Race for UK PM down to final two; now Rishi Sunak and Liz Truss to fight to replace Boris Johnson

London: Former finance minister Rishi Sunak and foreign secretary Liz Truss will contest to become Britain’s next prime minister after they won the final lawmaker vote, setting up the last stage of the contest to replace Boris Johnson.

Sunak has been ahead in every round of voting among Conservative legislators, but among the 200,000 members of the ruling party, who will finally decide the winner, Truss appears to be gaining the upper hand.

Sunak, a former Goldman Sachs banker who increased taxes to their highest level since the 1950s, will square off against Truss, a convert to Brexit who has promised to reduce taxes and regulations, in the final round of a weeks-long campaign.

Whoever win when the results are announced on September 5 will inherit some of the most challenging circumstances in Britain in decades. The pound is trading around historic lows versus the dollar, industrial action is on the rise, and inflation is on track to reach 11 percent annually.

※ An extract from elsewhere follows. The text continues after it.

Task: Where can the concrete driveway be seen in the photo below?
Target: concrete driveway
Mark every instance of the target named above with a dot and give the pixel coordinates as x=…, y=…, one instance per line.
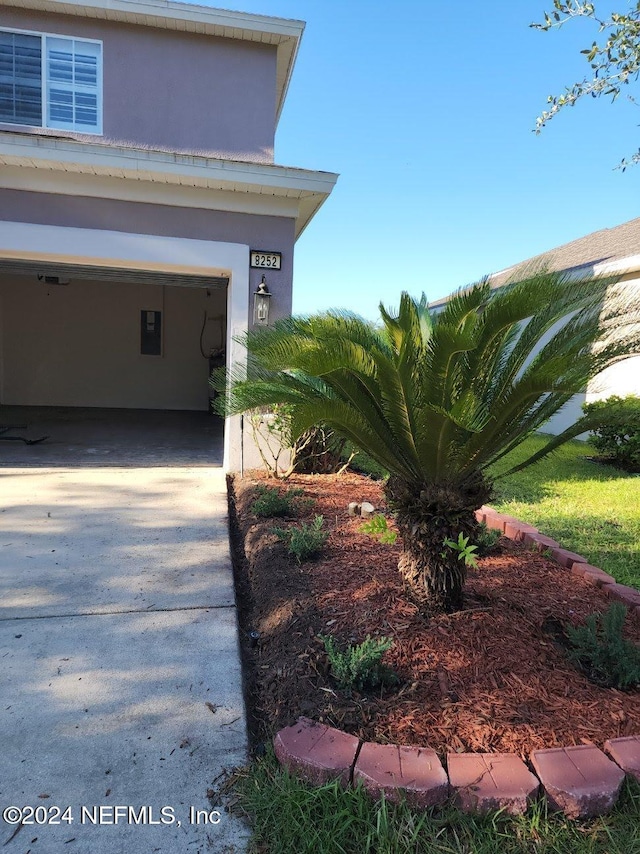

In its post-Brexit negotiations regarding Northern Ireland, Britain under Johnson and aided by Truss also adopted a tough stance on Brussels, drawing legal action from the EU and jeopardising future economic ties.

There were originally eleven candidates, but on Wednesday, junior trade minister Penny Mordaunt was voted off in the fifth and final round of voting by Conservative legislators. Truss received 113 votes, Mordaunt received 105, and Sunak received 137.

According to polls, Truss would defeat Sunak in a contest among party members, increasing the likelihood that the party would nominate a leader who was not the Westminster legislators’ top pick.

Truss thanked her supporters. “I’m ready to hit the ground from day one,” she said on Twitter.

Sunak said on Twitter: “Grateful that my colleagues have put their trust in me today. I will work night and day to deliver our message around the country.”

Mordaunt, who finished second to Truss by just eight votes, urged party unity in the wake of the often divisive leadership race.

“Politics isn’t easy. It can be a divisive and difficult place,” she said in a statement. “We must all now work together to unify our party and focus on the job that needs to be done.”